Overall, the work differs from a lot of other ancient Egyptian sculptures in several key ways. First, it retains its original paint, which gives the statue a much livelier feel. In addition, the statue is much more naturalistic and individual in comparison to some other ancient Egyptian works. You can plainly see excess fat around the scribe’s chest and belly, and there is a look of contentment on his face.

Overall the painting is very naturalistic for its time. The figure is comprised of the curved lines characteristic of a real human, even down to the slight curve of his mouth into what is not quite a smile. The paint that is added to the sculpture further asserts this feel of reality, as it conveys natural skin tones and eye colors. The texture of the sculpture is very smooth, with little depth, which creates the implied texture of smooth skin.

Other than the scroll in the scribes left hand, the sculpture is very symmetrical, with even proportions in the face, and limbs going the same direction on either side. The statue is painted in even tones, calm tones, with very little contrast. This reflects the fact that the figure is content, or that his is doing what he should be. Further adding to the personalized feel of the sculpture are some of its odd features. The lips are abnormally thin, the eyes abnormally large, and the hands are oddly small for a figure of its size. There is a lack of normal Egyptian emphasis on the face and head (no headdress, very little make-up) that draws the eye to what the scribe is actually doing. This takes the mind away from what he is, and towards what he does. Although the sculpture doesn’t have the usually attention to the head and face, special attention was given to the eyes, as they were sculpted and painted in great detail when compared to the rest of the sculpture.

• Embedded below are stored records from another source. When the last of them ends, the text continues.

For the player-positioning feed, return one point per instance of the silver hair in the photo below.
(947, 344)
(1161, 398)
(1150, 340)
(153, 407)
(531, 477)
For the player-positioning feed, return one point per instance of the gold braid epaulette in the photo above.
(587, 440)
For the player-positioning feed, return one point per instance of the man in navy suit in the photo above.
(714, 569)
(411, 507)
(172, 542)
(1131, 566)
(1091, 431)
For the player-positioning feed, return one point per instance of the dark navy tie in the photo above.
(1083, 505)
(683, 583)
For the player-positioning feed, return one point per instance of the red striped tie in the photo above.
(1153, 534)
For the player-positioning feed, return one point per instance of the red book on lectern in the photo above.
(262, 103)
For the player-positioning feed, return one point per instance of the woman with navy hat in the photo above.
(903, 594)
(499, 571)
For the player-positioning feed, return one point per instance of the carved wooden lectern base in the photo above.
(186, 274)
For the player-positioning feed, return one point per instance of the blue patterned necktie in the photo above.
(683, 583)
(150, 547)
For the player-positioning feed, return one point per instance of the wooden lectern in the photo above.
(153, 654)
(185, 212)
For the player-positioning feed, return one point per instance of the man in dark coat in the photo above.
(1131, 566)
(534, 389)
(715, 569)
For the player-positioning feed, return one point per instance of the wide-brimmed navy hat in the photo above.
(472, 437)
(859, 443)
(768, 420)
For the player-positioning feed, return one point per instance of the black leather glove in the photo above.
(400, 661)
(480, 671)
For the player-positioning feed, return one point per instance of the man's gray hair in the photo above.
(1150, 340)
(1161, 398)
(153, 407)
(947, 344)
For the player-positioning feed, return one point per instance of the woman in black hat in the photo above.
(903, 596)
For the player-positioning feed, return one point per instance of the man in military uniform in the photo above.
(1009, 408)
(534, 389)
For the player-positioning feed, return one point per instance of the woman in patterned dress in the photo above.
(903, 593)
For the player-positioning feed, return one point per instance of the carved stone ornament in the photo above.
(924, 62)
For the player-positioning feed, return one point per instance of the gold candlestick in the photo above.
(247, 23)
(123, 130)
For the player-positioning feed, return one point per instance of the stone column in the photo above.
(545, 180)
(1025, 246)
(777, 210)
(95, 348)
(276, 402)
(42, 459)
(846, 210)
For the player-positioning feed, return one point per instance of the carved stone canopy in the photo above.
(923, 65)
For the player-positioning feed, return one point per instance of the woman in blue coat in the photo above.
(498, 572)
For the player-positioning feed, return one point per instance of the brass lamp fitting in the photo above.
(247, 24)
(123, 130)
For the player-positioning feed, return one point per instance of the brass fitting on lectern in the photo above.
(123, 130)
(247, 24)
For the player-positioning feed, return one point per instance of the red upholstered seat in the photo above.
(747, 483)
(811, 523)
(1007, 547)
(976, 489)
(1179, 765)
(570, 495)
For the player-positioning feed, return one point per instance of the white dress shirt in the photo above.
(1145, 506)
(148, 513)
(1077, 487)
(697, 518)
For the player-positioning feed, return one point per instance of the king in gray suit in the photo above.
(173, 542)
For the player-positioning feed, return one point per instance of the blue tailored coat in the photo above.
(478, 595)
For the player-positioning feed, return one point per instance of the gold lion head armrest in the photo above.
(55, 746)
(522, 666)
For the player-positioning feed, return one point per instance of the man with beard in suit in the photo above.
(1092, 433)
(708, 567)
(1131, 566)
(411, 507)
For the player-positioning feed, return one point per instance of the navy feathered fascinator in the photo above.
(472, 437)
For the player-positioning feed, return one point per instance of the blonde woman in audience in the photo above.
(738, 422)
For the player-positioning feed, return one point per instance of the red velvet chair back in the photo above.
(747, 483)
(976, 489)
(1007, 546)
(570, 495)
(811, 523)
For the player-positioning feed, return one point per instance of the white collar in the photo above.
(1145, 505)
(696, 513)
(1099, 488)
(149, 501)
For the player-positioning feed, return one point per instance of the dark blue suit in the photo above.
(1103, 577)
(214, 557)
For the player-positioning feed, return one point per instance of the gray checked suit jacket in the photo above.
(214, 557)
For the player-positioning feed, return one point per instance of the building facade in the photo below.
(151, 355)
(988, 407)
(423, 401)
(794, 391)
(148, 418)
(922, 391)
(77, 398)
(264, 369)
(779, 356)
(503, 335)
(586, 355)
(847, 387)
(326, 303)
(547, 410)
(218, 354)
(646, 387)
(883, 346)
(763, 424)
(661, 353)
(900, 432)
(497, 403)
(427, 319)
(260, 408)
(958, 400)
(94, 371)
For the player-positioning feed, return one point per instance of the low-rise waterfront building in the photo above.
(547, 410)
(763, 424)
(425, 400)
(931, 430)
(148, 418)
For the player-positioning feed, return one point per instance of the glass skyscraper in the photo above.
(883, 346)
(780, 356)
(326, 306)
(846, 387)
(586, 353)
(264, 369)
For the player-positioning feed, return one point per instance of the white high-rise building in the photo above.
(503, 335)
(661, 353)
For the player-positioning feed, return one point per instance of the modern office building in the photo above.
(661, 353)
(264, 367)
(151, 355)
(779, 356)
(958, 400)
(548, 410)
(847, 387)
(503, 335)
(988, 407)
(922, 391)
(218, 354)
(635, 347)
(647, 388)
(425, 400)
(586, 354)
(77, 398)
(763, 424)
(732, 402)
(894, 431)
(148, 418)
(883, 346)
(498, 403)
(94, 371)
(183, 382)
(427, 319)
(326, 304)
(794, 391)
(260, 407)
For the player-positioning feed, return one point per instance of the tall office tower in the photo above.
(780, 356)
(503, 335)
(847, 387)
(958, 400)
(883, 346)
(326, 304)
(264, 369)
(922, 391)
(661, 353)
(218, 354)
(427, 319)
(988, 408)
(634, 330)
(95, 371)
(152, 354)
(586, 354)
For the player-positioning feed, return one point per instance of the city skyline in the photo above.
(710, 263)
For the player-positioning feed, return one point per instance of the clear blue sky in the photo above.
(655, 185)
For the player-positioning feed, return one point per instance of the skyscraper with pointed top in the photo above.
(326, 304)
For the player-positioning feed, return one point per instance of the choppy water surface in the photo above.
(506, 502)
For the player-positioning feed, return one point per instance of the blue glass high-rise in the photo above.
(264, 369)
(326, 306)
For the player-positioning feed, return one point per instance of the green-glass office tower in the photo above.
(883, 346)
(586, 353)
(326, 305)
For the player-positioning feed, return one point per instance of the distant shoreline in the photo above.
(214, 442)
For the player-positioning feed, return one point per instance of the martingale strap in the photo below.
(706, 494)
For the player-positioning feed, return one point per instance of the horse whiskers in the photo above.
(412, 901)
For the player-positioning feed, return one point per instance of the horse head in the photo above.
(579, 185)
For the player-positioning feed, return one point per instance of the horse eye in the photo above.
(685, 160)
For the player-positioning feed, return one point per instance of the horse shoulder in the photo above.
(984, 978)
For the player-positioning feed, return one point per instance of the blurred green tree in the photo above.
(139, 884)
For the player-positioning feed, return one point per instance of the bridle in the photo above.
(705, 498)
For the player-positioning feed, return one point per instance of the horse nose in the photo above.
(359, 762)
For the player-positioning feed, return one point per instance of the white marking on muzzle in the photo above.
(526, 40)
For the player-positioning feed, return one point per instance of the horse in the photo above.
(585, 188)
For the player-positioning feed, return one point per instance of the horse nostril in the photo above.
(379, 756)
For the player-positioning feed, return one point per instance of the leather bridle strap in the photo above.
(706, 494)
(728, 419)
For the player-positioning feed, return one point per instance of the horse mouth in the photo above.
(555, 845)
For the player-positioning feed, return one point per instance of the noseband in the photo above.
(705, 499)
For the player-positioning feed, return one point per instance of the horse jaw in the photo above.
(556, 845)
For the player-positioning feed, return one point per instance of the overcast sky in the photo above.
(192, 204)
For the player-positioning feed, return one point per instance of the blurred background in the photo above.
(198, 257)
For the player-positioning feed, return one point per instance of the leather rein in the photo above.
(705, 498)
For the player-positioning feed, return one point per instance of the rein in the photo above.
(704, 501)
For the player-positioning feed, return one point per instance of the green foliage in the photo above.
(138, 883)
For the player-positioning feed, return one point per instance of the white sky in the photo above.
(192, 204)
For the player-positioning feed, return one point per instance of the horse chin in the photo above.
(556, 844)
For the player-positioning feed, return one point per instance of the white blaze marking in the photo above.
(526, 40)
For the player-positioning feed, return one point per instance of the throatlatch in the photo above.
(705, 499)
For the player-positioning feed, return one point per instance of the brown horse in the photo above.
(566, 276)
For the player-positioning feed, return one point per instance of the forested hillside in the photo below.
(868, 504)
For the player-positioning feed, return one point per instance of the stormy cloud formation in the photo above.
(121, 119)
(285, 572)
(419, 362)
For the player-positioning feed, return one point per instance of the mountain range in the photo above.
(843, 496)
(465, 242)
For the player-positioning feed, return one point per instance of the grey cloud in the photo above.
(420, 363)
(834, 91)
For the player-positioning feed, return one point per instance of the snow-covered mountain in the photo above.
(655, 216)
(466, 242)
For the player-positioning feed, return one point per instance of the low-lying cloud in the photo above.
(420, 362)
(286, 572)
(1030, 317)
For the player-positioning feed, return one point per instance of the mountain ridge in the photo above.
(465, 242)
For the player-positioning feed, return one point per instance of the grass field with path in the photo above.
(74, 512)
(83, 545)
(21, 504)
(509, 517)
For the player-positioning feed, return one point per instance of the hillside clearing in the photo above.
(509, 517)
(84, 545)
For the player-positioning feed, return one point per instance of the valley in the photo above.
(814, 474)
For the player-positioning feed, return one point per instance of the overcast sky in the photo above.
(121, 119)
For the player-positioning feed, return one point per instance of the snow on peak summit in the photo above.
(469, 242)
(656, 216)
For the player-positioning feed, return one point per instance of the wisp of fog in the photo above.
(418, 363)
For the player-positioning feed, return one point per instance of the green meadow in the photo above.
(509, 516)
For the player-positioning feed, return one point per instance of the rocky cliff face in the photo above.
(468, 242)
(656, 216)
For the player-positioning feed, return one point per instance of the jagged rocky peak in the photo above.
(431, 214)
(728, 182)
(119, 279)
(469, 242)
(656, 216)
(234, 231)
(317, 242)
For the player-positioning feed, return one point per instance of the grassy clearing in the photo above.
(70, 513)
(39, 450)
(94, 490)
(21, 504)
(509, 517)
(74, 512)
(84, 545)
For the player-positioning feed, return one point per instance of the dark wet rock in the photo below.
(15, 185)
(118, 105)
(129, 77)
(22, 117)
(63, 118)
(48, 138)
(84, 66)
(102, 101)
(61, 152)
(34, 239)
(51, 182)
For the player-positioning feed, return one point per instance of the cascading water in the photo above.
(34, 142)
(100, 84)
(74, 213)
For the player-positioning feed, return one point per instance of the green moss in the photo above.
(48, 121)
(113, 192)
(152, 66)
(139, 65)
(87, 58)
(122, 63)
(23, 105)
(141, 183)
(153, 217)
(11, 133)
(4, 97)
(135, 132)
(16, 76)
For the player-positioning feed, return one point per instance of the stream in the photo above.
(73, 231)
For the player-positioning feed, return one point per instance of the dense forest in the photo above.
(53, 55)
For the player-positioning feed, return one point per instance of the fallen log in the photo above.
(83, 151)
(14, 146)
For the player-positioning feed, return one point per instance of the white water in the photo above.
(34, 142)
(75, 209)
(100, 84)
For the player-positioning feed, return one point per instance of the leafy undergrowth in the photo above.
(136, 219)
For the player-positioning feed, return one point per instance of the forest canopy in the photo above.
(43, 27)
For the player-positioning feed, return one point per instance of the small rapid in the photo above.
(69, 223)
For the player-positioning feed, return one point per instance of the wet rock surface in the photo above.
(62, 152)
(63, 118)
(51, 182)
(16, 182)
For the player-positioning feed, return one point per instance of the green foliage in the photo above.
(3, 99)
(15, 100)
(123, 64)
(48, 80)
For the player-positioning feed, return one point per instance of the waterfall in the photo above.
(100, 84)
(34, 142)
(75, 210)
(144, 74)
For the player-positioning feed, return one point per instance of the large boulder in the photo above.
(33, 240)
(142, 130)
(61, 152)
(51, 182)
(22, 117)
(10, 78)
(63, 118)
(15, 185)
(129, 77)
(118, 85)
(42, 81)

The sculpture is complete, meaning that no stone is left where it shouldn’t naturally be. Stone is removed under the figures arms, around his head and neck, and all the way around the back. This is not typical of other Egyptian sculptures, such as those of royalty.

Though the scribe seems to depict someone of lesser clout than many of the royal works, the scribe must have been important, as he had his own tomb, where the sculpture was found. Scribes in ancient times were very highly regarded, as they were some of the very few who knew how to read and write.

In summation, while works of depicting royalty in ancient Egyptian culture are much more idealized, the Seated Scribe strives to depict the reality of an everyday man. Everything in the sculpture, from the line formulation, to the colors, to the way it was carved convey something much more natural than what we see from other more stylized works.

Sources:

Work The Seated Scribe. (n.d.). Retrieved from https://www.louvre.fr/en/oeuvre-notices/seated-scribe

Adams, L. (2011). A history of western art. New York, NY: McGraw-Hill.